Comment by Jennifer C on August 9, 2009 at 6:42am
Janell, if you wish to learn about circumcision and the common myths I will be happy to answer your questions. You can also find some excellent resources in the discussion area where I have posted the Top 12 Myths About Circumcision and the Intact Male. On the other hand, if you mind is closed to this evidence-based information this group is probably not the place for you. Best wishes!
Comment by Jennifer C on August 8, 2009 at 7:10pm
Hi Laura! I almost missed your post. Welcome to the group and thank you for sharing your story. I know it is hard to admit when we as parents make mistakes. It really does take a truly wise person to come to understand their mistakes and to make CHANGE! I have so many friends who unknowingly circed their first son and then received the right information to be able to protect their subsequent sons. Your decision to be information-seeking is the mark of a truly wonderful mother. As your sons grow you can instill bodily integrity into them and stop the cycle in your family. There is so much you can do to help this cause, both within your own family and beyond. I'm very happy to have you here!
Comment by Jennifer C on August 8, 2009 at 6:57pm
I would like to remind our members that this group is for members who understand that every child regardless of sex deserves the right to decide over their own body. No father or mother can make a decision to alter their child's body based on their own personal preference or experience. Regardless of whether it is a father or mother, NO ONE has the right to make this decision for a non-consenting minor. By giving this choice to the child you are respecting their human right to make a serious decision about the function and appearance of their most private area. It is okay to ask questions about certain aspects of circumcision for the purpose of becoming informed in this group. In fact, I encourage information-seeking parents to come here and ask their questions. However, this group will not host discussions that defend routine infant circumcision (RIC) or paint RIC as a parental choice. Genital reduction surgery is only a personal choice for the owner of the body.

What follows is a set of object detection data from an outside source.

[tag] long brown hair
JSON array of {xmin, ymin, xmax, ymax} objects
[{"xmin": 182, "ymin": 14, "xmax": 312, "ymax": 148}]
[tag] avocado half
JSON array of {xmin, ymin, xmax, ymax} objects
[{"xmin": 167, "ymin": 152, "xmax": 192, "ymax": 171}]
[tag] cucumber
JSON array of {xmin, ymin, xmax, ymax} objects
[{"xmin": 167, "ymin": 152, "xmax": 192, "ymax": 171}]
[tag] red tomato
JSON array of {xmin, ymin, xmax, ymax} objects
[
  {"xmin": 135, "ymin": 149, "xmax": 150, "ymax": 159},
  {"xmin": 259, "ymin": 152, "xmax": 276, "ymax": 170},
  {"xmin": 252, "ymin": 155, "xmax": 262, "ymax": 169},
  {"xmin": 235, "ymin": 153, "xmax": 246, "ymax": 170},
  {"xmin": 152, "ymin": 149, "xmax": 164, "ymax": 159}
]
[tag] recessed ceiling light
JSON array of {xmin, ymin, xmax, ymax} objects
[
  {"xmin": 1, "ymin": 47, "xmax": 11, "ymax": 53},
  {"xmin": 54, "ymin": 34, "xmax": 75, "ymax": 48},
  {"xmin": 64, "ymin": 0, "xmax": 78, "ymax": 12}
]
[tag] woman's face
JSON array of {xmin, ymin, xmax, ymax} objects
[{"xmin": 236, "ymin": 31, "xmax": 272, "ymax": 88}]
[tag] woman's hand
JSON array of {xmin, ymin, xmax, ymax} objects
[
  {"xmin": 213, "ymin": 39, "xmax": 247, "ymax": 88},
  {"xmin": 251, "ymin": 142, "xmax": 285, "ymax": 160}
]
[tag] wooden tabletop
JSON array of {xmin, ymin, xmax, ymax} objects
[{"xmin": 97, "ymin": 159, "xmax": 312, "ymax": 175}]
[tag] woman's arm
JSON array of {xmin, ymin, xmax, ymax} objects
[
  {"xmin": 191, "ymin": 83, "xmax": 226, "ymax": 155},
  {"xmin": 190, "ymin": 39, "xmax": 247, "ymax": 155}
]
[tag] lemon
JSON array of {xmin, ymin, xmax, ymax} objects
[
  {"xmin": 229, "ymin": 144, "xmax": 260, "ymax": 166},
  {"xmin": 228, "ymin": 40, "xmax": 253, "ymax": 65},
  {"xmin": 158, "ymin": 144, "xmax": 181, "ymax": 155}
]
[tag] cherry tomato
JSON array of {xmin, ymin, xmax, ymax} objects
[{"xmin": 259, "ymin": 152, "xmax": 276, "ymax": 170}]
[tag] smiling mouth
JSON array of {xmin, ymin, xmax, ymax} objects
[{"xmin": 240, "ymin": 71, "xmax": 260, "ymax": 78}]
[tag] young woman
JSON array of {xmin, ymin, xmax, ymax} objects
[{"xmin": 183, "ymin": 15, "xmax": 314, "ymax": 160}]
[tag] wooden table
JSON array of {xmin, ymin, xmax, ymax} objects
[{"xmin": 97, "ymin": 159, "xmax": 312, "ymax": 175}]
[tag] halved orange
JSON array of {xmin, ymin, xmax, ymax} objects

Brandi, I hear so many stories like yours! Most Dads who originally wanted to circ just can't imagine harming their child once he is born. When moms come to me worried about their potentially hostile husband I often tell them that once the baby is born husbands usually come around and even celebrate the fact that their child was left perfectly whole, just as nature intended. You will see that as your son grows your husband will become very proud that you guys left the choice to him. :) Isn't it a wonderful feeling!
Comment by Dee F. on August 7, 2009 at 8:35pm
Janell, Does that in any way make it less of a human rights violation in your opinion?
Comment by Laura Morales on August 7, 2009 at 5:58pm
Hi, I'm Laura. I have 2 sons and I am a SAHM and work at a pre-k 2 days a week during the school year. I've been on the site for a couple months but I just found this group. I know people have a lot of strong opinions on this subject(as well they should), but I always like to hear from people who feel the same about this as I do. With my 1st son I didn't know of the options for him regarding circ or with me regarding birthing and drugs. I just though everyone got an epi and if you had a boy they all got a circ. Well, then I had a nephew born and they had a natural birth and no circ. Shortly after I got prego again and I just knew I was having another boy . My husband did research and we came to the conclusion that we were not gonna circ this son and I felt so guilty for doing it to my other son I was literally sick to my stomach. I think the breast feeding issues from my 1st son were because of the circ and the epi cause I had no problem breastfeeding my 2nd. We are trying for #3 and if its a boy(but we are hoping for a girl this time) we will be have a birth at a birthing center and will def not circ. Looking forward to talking with you all!
Comment by Jennifer C on August 6, 2009 at 8:19am
Newcomers please introduce yourselves. I'd love to get to know everyone! :D
Comment by Jennifer C on July 9, 2009 at 2:09pm
Edi,
There is no scientific evidence to support the idea that an infant will feel less pain if he is circumcised closer to the time of the birth. Studies already have concluded that the nerve receptors that feel pain are well developed by the time a fetus is 22 weeks. This is simply a way doctors can get parents to consent to a circ when it will be done at the hospital behind closed doors. In fact a circ right after birth would be the WORST time because just the act of straightening a newborns limbs, which is done when they are strapped to the circumstraint, is very uncomfortable. A baby has spent over nine months with their limbs in the flexed position, suddenly straightening them and strapping them down is very traumatic. Ideally, if a parent is absolutely dead set on circing their child and no amount of evidence can convince them otherwise, the following steps are recommended:

1. Do not circumcise your son for the first few weeks of his life. Hospital circumcisions are not only very traumatic and painful for newborns but they carry extremely high risks of complications. There is absolutely not reason to circumcise in the first days of life. Along with the high risks and trauma, it disrupts breastfeeding and sleep patterns. Studies show that this form of birth trauma even prevents some infant boys from establishing a breastfeeding relationship. Please wait until your son is at least 4 week old. This will not only give you the opportunity to see how easy it is to care for an intact boy it will allow him some time to adjust to life in the outside world and solidify a breastfeeding relationship. Remember you don't need to do anything to care for an intact boy. Only clean what is seen and never attempt to retract the foreskin (it is fused to glans).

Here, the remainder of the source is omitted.